L'Assistance publique-Hôpitaux de Paris (AP-HP) est dans la ligne de mire des massacreurs du service public hospitalier. Alors que Claude Evin (PS) est directeur de l'Agence régionale de santé d'Ile-de-France et J.M. Le Guen (PS), président du conseil d'administration de l'AP-HP, les restructurations et regroupements de service devraient faire passer le nombre des hôpitaux de 37 à 12 entrainant d'ici 2012 la suppression de 3 à 4000 postes.

A l'hôpital, comme dans la fonction publique, c'est le dogme du non-remplacement d'un fonctionnaire sur deux partant à la retraite qui va être de mise, comme vient de l'annoncer Roselyne Bachelot, ministre de la santé.

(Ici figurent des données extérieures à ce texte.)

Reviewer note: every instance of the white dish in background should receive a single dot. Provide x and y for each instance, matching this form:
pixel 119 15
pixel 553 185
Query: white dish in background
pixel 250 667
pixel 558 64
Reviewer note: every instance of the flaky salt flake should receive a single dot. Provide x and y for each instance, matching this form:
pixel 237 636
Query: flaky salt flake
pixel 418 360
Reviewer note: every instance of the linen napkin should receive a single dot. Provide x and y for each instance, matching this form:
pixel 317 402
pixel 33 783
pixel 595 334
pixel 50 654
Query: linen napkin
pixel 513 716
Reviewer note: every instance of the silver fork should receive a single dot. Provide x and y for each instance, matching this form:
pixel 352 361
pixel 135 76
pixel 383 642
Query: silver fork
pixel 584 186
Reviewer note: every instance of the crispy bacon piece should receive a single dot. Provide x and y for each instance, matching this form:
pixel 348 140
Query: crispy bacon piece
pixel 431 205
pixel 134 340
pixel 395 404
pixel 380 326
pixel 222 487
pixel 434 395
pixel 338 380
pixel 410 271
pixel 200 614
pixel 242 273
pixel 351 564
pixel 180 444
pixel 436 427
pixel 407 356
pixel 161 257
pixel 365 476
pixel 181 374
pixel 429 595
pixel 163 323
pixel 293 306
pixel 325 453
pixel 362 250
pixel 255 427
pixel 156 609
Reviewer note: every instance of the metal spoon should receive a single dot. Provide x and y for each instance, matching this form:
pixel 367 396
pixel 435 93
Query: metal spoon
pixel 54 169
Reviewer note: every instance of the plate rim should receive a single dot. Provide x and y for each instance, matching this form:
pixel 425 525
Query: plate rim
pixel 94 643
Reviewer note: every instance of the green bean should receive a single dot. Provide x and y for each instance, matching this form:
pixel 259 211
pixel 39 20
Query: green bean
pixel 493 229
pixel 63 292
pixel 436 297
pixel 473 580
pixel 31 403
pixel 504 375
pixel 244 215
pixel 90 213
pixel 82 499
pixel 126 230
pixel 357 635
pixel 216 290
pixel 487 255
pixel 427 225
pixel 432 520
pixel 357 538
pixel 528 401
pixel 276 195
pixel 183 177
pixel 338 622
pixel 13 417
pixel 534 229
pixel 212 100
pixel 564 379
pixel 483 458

C'est le droit à la santé pour tous, les conditions d'accueil aux urgences, dans les hôpitaux pour les malades qui sont remis en cause, avec les délais d'attente qui s'allongent considérablement et le forfait hospitalier qui ne cesse d'augmenter, passant de 16 à 18 euros au 1er janvier dernier.

Cette réforme comptable de l'hôpital public inévitablement va ouvrir de nouveaux espaces de profits pour les cliniques privées.

Le NPA réaffirme son exigence du droit à la santé et de la gratuité des soins pour tous.

Même si le plan de restructuration de l'AP-HP ne sera formellement adopté qu'en juin prochain, élections régionales obligent, il est clair que des coupes sombres sont déjà décidées et qu'une mobilisation vigoureuse et sur la durée des personnels hospitaliers et des associations de malades sont indispensables pour faire échec à cette entreprise de destruction du service public hospitalier.